Certo, va ricordato che la struttura di questo debito consente una certa resilienza ai conti pubblici nipponici: da un lato i rendimenti sono negativi e – secondo Fitch – rimarranno tali per qualche anno ancora, vista anche la politica decisamente espansiva della Banca del Giappone; dall’altro sono per grandissima parte nelle mani di investitori giapponesi interessati alla tenuta del sistema.
Kumano comunque ritiene che le cose, nel quarto trimestre, sarebbero potute anche andar meglio, se l’economia non avesse corso eccessivamente nel terzo. “Il passo della ripresa probabilmente è stato troppo rapido e ha causato un picco delle infezioni nel quarto trimstre”, ha detto l’analista. Qui c’è proprio quella necessità di equilibrio tra misure anticicliche e misure anti-pandemia a cui si accennava. Finché, insomma, la spada di Damocle del virus non svanirà, difficile sperare di mettere il turbo alla ripresa.
In questo senso, la chiave saranno le vaccinazioni, ma il Giappone su questo fronte appare pericolosamente in ritardo: solo mercoledì inizieranno le inoculazioni agli operatori sanitari direttamente coinvolti nella cura dei pazienti Covid e sia l’approvvigionamento dei vaccini sia la tempistica del piano vaccinale appaiono rallentati.

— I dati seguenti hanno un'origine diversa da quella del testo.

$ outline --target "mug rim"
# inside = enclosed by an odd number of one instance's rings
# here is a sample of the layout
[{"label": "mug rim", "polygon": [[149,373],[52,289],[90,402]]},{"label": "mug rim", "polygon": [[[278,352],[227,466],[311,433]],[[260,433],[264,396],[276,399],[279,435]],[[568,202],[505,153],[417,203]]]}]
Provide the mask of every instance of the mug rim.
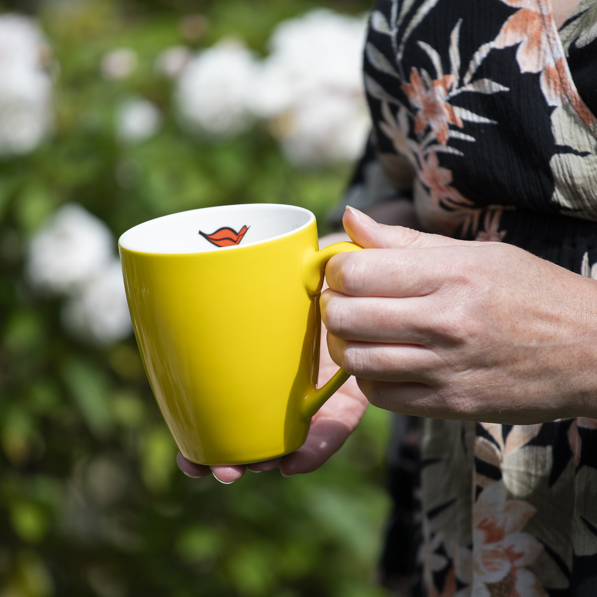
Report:
[{"label": "mug rim", "polygon": [[[146,224],[149,224],[150,222],[155,222],[158,220],[164,220],[169,218],[173,218],[176,216],[180,216],[181,214],[190,214],[196,211],[205,211],[207,210],[220,210],[224,208],[234,208],[234,207],[249,207],[249,208],[273,208],[274,209],[279,208],[281,211],[294,211],[299,212],[307,214],[309,215],[309,219],[307,221],[303,224],[302,226],[299,226],[298,228],[295,228],[294,230],[289,230],[288,232],[284,232],[282,234],[277,235],[275,236],[271,236],[269,238],[263,239],[260,241],[253,241],[251,242],[247,242],[246,244],[240,245],[233,245],[230,247],[220,247],[219,249],[214,251],[212,250],[206,250],[204,251],[174,251],[172,253],[165,253],[164,251],[142,251],[139,249],[135,249],[131,247],[130,245],[128,245],[125,244],[125,239],[124,238],[129,233],[132,232],[133,230],[136,230],[140,227],[141,226],[145,226]],[[213,205],[210,207],[199,207],[194,210],[185,210],[184,211],[177,211],[173,214],[167,214],[165,216],[161,216],[157,218],[153,218],[151,220],[147,220],[146,221],[141,222],[140,224],[137,224],[136,226],[133,226],[132,228],[129,228],[128,230],[123,232],[120,237],[118,238],[118,248],[123,251],[127,251],[128,253],[138,253],[141,255],[161,255],[161,256],[168,256],[168,255],[199,255],[202,253],[220,253],[222,251],[229,251],[232,250],[241,250],[247,248],[249,247],[255,247],[257,245],[261,245],[266,242],[270,242],[272,241],[277,241],[281,238],[284,238],[286,236],[290,236],[291,235],[294,234],[297,232],[299,232],[302,230],[304,230],[307,226],[310,226],[315,221],[315,216],[312,211],[309,210],[305,209],[304,207],[300,207],[298,205],[292,205],[285,203],[240,203],[230,205]]]}]

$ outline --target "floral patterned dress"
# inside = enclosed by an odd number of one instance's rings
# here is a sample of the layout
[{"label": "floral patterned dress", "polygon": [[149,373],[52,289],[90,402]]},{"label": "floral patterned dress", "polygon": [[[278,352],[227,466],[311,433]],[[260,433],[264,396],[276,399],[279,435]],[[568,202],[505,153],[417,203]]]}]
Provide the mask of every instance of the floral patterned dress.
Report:
[{"label": "floral patterned dress", "polygon": [[[559,30],[549,0],[379,0],[364,77],[348,203],[411,193],[427,229],[597,278],[597,0]],[[407,426],[388,553],[420,594],[597,596],[597,420]]]}]

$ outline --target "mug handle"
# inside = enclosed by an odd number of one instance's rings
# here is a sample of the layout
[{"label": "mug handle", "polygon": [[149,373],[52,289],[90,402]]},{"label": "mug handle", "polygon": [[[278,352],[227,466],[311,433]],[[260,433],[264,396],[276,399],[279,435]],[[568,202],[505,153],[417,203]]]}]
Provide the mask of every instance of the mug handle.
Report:
[{"label": "mug handle", "polygon": [[[321,291],[324,285],[324,270],[331,257],[338,253],[360,251],[362,248],[355,242],[336,242],[324,247],[321,251],[310,253],[305,259],[303,277],[309,294],[315,296]],[[317,300],[319,300],[318,297]],[[309,420],[350,377],[343,369],[338,369],[330,381],[303,398],[298,416],[304,421]]]}]

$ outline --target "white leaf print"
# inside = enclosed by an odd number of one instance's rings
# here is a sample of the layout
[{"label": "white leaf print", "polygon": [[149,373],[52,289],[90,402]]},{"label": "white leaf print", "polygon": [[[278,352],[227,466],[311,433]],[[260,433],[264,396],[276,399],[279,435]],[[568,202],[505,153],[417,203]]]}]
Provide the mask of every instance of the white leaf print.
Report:
[{"label": "white leaf print", "polygon": [[[583,256],[583,261],[580,264],[580,275],[586,278],[592,278],[593,280],[597,279],[597,261],[592,266],[589,265],[589,253],[585,251]],[[588,419],[587,420],[590,420]]]},{"label": "white leaf print", "polygon": [[473,54],[473,57],[470,59],[470,61],[469,63],[469,67],[466,69],[466,74],[464,75],[464,78],[462,79],[463,85],[468,85],[470,82],[470,79],[473,78],[473,76],[477,72],[477,69],[481,66],[481,63],[487,57],[487,54],[491,51],[493,47],[493,42],[488,42],[481,46]]},{"label": "white leaf print", "polygon": [[385,15],[378,10],[373,11],[371,14],[371,27],[378,33],[392,34],[392,30],[386,19]]},{"label": "white leaf print", "polygon": [[448,136],[453,139],[460,139],[461,141],[470,141],[472,143],[475,143],[477,140],[474,137],[471,137],[470,135],[466,135],[464,133],[461,133],[460,131],[450,131],[448,133]]},{"label": "white leaf print", "polygon": [[452,153],[453,155],[463,156],[461,151],[458,151],[449,145],[430,145],[425,149],[425,153],[428,153],[432,149],[435,149],[438,153]]},{"label": "white leaf print", "polygon": [[381,87],[374,79],[372,79],[367,73],[363,76],[365,81],[365,88],[370,95],[377,100],[385,100],[392,104],[402,104],[395,97],[393,97]]},{"label": "white leaf print", "polygon": [[370,41],[365,47],[365,53],[369,61],[378,70],[386,75],[399,78],[398,73],[390,61]]},{"label": "white leaf print", "polygon": [[396,23],[396,28],[398,29],[404,20],[404,17],[408,14],[408,11],[413,8],[414,0],[404,0],[402,7],[400,8],[400,14],[398,15],[398,20]]},{"label": "white leaf print", "polygon": [[435,136],[435,133],[433,131],[430,131],[421,142],[421,147],[424,147],[432,141],[436,140],[437,137]]},{"label": "white leaf print", "polygon": [[461,120],[466,120],[467,122],[497,124],[497,121],[486,118],[484,116],[479,116],[478,114],[475,114],[474,112],[470,112],[465,108],[461,108],[458,107],[457,106],[454,106],[452,109],[454,110],[454,113],[459,116]]},{"label": "white leaf print", "polygon": [[458,82],[460,78],[460,51],[458,46],[460,40],[460,25],[462,24],[462,19],[459,19],[458,23],[454,26],[452,30],[452,33],[450,34],[450,72],[452,73],[452,87],[453,90],[458,87]]},{"label": "white leaf print", "polygon": [[583,261],[580,264],[580,275],[585,278],[590,278],[591,270],[589,269],[589,253],[585,251],[583,256]]},{"label": "white leaf print", "polygon": [[[439,0],[425,0],[418,7],[417,12],[414,13],[414,16],[408,23],[408,26],[407,27],[400,40],[400,47],[398,48],[398,54],[397,56],[398,62],[402,62],[402,56],[404,54],[404,47],[407,45],[407,42],[411,36],[411,34],[418,27],[421,21],[429,14],[438,2],[439,2]],[[402,10],[400,11],[401,15],[402,15],[402,11],[404,10],[405,5],[408,4],[410,4],[412,5],[413,2],[410,2],[410,0],[406,0],[404,4],[402,5]]]},{"label": "white leaf print", "polygon": [[597,4],[595,0],[580,2],[568,18],[567,24],[560,29],[559,36],[567,56],[573,42],[577,48],[583,48],[597,37]]},{"label": "white leaf print", "polygon": [[491,79],[478,79],[473,83],[465,85],[464,87],[461,87],[458,93],[463,91],[476,91],[478,93],[484,93],[490,95],[492,93],[499,93],[500,91],[509,91],[509,87],[505,87],[499,83],[496,83]]},{"label": "white leaf print", "polygon": [[426,44],[424,41],[418,41],[417,45],[422,48],[429,57],[429,60],[435,69],[435,78],[443,79],[444,68],[442,66],[442,59],[439,57],[439,54],[429,44]]}]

Ciononostante, gli investitori sembrano scommettere sul Giappone. Oggi alla Borsa di Tokyo l’indice Nikkei 225 ha superato a un certo punto quota 30.000, un livello che non veniva raggiunto dal 1990. Ma allora c’era la “bubble economy”, il Giappone incalzava l’economia Usa come capofila globale e sei delle prime 10 banche planetarie, e tra esse le prime quattro, erano giapponesi. Un altro mondo, insomma.